As for engine performance, the V-6 engines that arrive in the interceptor outperformed the Ford Crown Vic's V-8 engine during the Michigan State Police's annual vehicle testing. The vehicles arrive with a 3.5-liter V-6 engine that's rated at 263 hp with E85 compatibility and a 3.5-liter EcoBoost V-6 twin-turbocharged, direct-injection engine rated at 365 hp. The EcoBoost delivers 350 lb.-ft. of torque across a broad rpm range, according to Ford.

"EcoBoost powertrain performance is optimized for closing speed and maximizing takedowns, thus preventing high-speed pursuits from even forming," said Bill Gubing, chief engineer for the police interceptors.  

To meet the rigors of the durability testing, the brakes have been increased in size and performance. The cooling package is purpose-built as well, featuring a heavy-duty alternator and larger radiator. Its honeycomb grille is designed to work in harmony with the interior components, offering more airflow throughout the vehicle. Plus, the standard 18-inch steel wheels are vented, designed to work in concert with the enhanced brake system.

Front seats have been specially designed, with a lower bolster removed to better accommodate officers' utility belts. Inserted into the seatback are anti-stab plates, designed to protect front-seat occupants. The Police Interceptor's second row also has been optimized to address police-specific needs.

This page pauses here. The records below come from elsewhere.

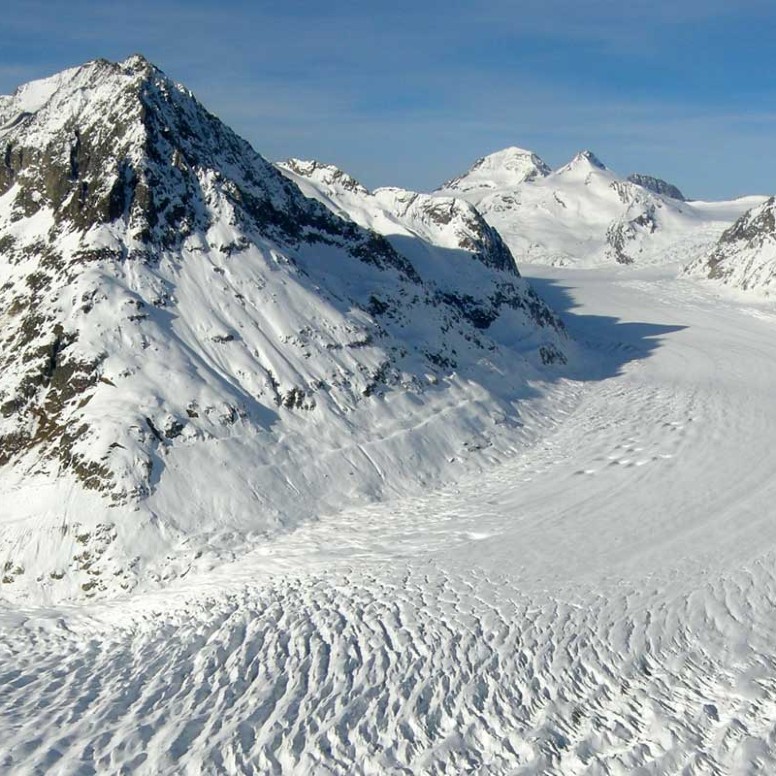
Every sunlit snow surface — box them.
[0,267,776,774]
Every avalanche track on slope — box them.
[0,268,776,774]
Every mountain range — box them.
[0,56,572,598]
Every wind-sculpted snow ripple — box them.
[0,563,776,774]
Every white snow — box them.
[0,267,776,776]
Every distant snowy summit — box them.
[278,159,519,275]
[442,146,552,192]
[435,147,761,266]
[0,56,570,599]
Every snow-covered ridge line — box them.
[0,56,570,599]
[435,148,762,266]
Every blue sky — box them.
[0,0,776,198]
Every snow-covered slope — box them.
[278,159,520,272]
[686,197,776,296]
[437,148,762,265]
[7,267,776,776]
[0,56,567,598]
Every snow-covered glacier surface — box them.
[0,268,776,774]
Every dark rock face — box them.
[626,173,686,202]
[707,197,776,283]
[0,56,562,502]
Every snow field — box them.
[0,268,776,774]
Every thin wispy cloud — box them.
[0,0,776,197]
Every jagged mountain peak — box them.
[558,150,608,173]
[0,57,568,597]
[277,160,519,275]
[277,157,369,194]
[626,173,686,202]
[439,146,551,193]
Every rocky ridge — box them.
[0,56,569,598]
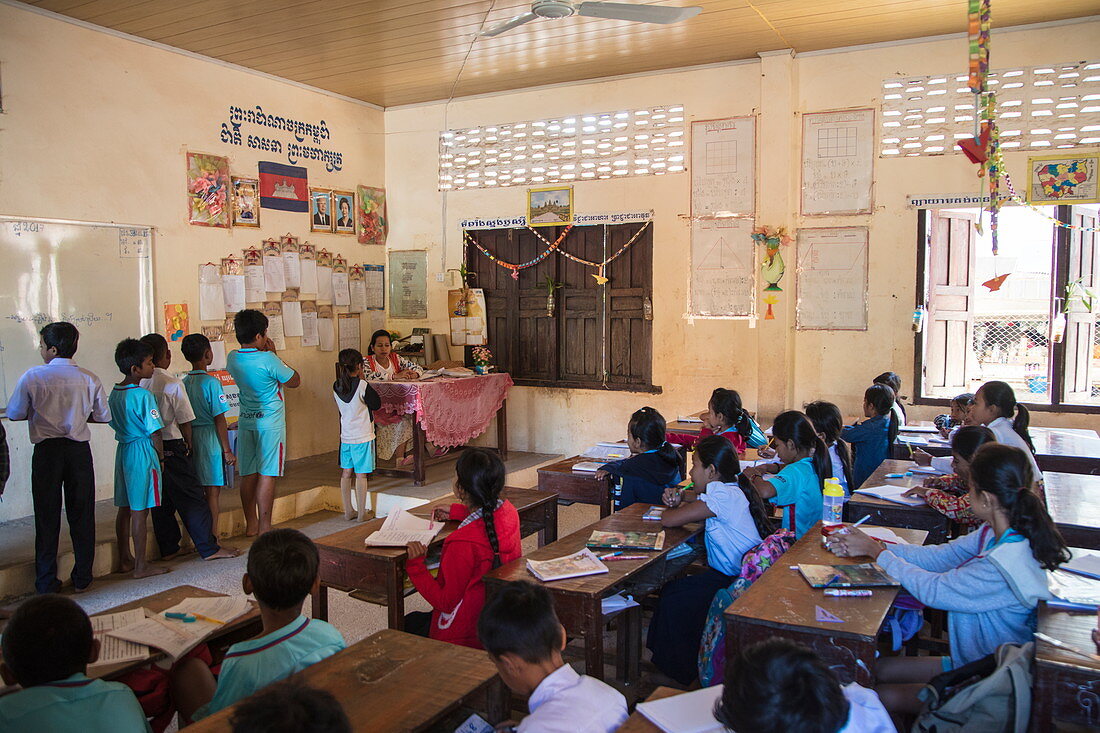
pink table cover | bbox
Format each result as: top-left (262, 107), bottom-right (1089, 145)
top-left (371, 373), bottom-right (512, 447)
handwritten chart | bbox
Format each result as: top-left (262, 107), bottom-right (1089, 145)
top-left (795, 227), bottom-right (868, 331)
top-left (802, 109), bottom-right (875, 216)
top-left (688, 219), bottom-right (756, 318)
top-left (691, 117), bottom-right (756, 217)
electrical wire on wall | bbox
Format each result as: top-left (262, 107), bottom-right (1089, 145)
top-left (437, 0), bottom-right (496, 273)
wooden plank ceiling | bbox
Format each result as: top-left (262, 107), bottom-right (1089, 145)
top-left (19, 0), bottom-right (1100, 107)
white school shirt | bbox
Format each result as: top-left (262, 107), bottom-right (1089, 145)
top-left (7, 358), bottom-right (111, 442)
top-left (986, 417), bottom-right (1043, 481)
top-left (140, 367), bottom-right (195, 440)
top-left (699, 481), bottom-right (763, 576)
top-left (516, 665), bottom-right (627, 733)
top-left (332, 380), bottom-right (374, 445)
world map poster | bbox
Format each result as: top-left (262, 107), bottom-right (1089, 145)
top-left (1027, 154), bottom-right (1100, 205)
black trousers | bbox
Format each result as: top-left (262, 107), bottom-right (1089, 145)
top-left (31, 438), bottom-right (96, 593)
top-left (151, 440), bottom-right (220, 557)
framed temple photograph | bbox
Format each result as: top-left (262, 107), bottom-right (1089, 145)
top-left (232, 176), bottom-right (260, 227)
top-left (309, 188), bottom-right (333, 231)
top-left (332, 190), bottom-right (355, 234)
top-left (527, 186), bottom-right (573, 227)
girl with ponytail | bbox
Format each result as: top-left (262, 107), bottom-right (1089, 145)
top-left (970, 382), bottom-right (1043, 482)
top-left (741, 409), bottom-right (833, 537)
top-left (826, 442), bottom-right (1069, 712)
top-left (840, 384), bottom-right (898, 491)
top-left (405, 448), bottom-right (524, 649)
top-left (332, 349), bottom-right (382, 522)
top-left (805, 402), bottom-right (858, 494)
top-left (646, 435), bottom-right (772, 685)
top-left (596, 407), bottom-right (682, 511)
top-left (664, 387), bottom-right (768, 456)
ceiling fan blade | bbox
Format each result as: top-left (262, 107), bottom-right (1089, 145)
top-left (576, 2), bottom-right (703, 23)
top-left (477, 13), bottom-right (538, 39)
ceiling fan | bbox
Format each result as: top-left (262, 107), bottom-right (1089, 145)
top-left (479, 0), bottom-right (703, 37)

The vinyl seats are specially sculpted and set back to improve second-row space and maximize legroom.

The back door hinges are modified to open 10 degrees more than traditional rear doors. The Ford Police Interceptor is equipped with a column shift specifically designed so the console area is free for the ever-increasing amounts of aftermarket police equipment.

The new vehicle also features:

  • BLIS (Blind Spot Information System): The system uses two radar sensors located in the rear quarter panels to detect vehicles in the surrounding lanes. If a vehicle enters the driver's blind-spot zones, the system alerts the driver with a warning light in the sideview mirror.
  • Cross-traffic alert: This system uses the existing BLIS radar modules to sense oncoming traffic when slowly backing out of a parking spot. This system functions while the vehicle is in reverse and warns the driver when cross-traffic appears within three car widths.
  • Rear-view camera: When the vehicle is in rear camera mode, a color image with guidance markers on the rearview mirror assists the driver in backing up.
  • Reverse Sensing System: An audible tone will alert the driver to certain objects up to 6 feet behind the vehicle.
  • Standard AdvanceTrac ESC (electronic stability control): This helps maintain the intended path by measuring side-to-side yaw, or skidding, by the vehicle's speed, throttle position and steering wheel angle. When wheel slip is sensed, AdvanceTrac reduces engine torque and applies selected brakes
  • Ford SYNC: The hands-free information system has the potential to be customized and remapped to work specifically with police aftermarket equipment such as lights and sirens.